With the recent surge in deployment of ‘Internet of Things’ smart devices, it is projected that there will be approximately 75.4 billion of such devices in use by 2025 [22]. OWC provides light-based internet opportunities that substantially add to this connectivity growth, leveraging license-free operation at high bandwidth and data-transmission rates across the near-infrared to ultraviolet (UV) spectral range for both terrestrial [23–26], and underwater domains [27–30]. In particular, and to enhance non-line-of-sight photodetection, mid-deep UV wavelengths are considered to have enhanced Rayleigh scattering that relieves the strict pointing, acquisition, and tracking (PAT) requirements for establishing a robust link [31,32]. The enhanced scattering is beneficial for short-distance optical signal broadcasting which relieves the strict PAT requirement for steady communication links needed for aircraft landing and secure communication [33,34]. Even though there are group-III-nitride based UV photodetectors (PDs) having better responsivities than that of Si PDs, epitaxy hardness leads to extra careful fabrication steps required to control cracking of high aluminum composition AlGaN-based PDs [35]. Recently, deep UV (DUV) photodetection research is gearing towards Ga₂O₃ semiconductor, which has high responsivity due to internal gain mechanisms [36,37], but not suitable for high-speed optical modulation due to a long carrier relaxation time that ranges from sub-milliseconds to seconds. The relaxation time of Ga₂O₃ depends on the phases i.e. α−, β-, ɛ-phases and the growth conditions of the materials. The relaxation time for the photodetectors based on β−Ga₂O₃ (sub-milliseconds: 0.3 ms) [38], ɛ−Ga₂O₃ (100 ms) [39], and α−Ga₂O₃ (89 µs) [40], shows that the PDs based on Ga₂O₃ are slow. Therefore, there is a genuine need to further research in the field of high-speed DUV photodetection to advance OWC. In addition, it should be noted that the status of the application of UV communication is still in its early stage and hence it needs a great deal of study to implement it practically in open areas.

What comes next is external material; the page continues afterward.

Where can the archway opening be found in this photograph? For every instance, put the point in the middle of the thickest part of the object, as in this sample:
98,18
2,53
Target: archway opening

Photon down-conversion is one of the techniques used in down-converting the UV photons to visible light wavelengths, where the responsivity of silicon photodetectors is the highest [41,42]. Continuing along this pathway to address UV photodetector design, we turn to nature for inspiration in identifying a suitable optical material for efficient mid-deep UV photodetection. We explore the use of giant clam based iridocytes for photon down-conversion from DUV to the visible spectrum, going beyond the prior research interest, which was solely focused in understanding the symbiotic relationship of iridocytes with symbiont algae for selective enhancement of the photosynthetically active radiation (PAR) [18,20,21,43]. We present promising results for this new platform as a high-speed color converter for efficient mid-deep UV photodetection well suited for OWC.

2. Experimental section

Time resolved PL (TRPL), temperature dependent PL (TDPL), and power dependent PL (PDPL) measurements were carried out using the third harmonic line (266 nm) of a 800-nm ultrafast (150 fs) Ti:Sapphire laser (Coherent, Germany) converted by HarmoniXX THG unit (APE, Germany) as the laser excitation source. Pulse repetition rate of 2 MHz was obtained by a pulse picker unit (APE, Germany) where the laser spot diameter was kept at ∼100 µm. The TDPL measurements were performed in the temperature window of 10–290 K using a closed-cycle cryostat. Emission from the sample was detected using a SpectraPro 2300 spectrograph (using a grating with 150-gr/mm groove density) attached to a Hamamatsu C6860 streak camera with a temporal resolution of ∼20 ps. The integration time was kept to 100 ms for 500 integrations. TRPL decay transients were fitted using a double exponential decay (Eq. (1)):

(1)$$Y = {Y_o} + {A_{\textrm{fast}}}{e^{ - t/{t_{\textrm{fast}}}\; }} + {A_{\textrm{slow}}}{e^{ - t/{t_{\textrm{slow}}}\; }}, $$

where ${Y_o}$ represents the background signal, ${t_{\textrm{fast}}}$ is the fast decay time, ${t_{\textrm{slow}}}$ the slow decay time, and ${A_{\textrm{fast}}}$ and ${A_{\textrm{slow}}}$ the weightings of the fast and slow components, respectively. The average decay time is then calculated using Eq. (2) [44]:

(2)$${\tau _{\textrm{average}}} = \frac{{{A_{\textrm{fast}}}t_{\textrm{fast}}^2 + {A_{\textrm{slow}}}t_{\textrm{slow}}^2}}{{{A_{\textrm{fast}}}{t_{\textrm{fast}}} + {A_{\textrm{slow}}}{t_{\textrm{slow}}}}} $$

Power law fits are performed using Eq. (3):

(3)$$IPL = A{P^\alpha }, $$

where $IPL$ is the integrated PL, P is the laser excitation power density, and A and α are the fit parameters.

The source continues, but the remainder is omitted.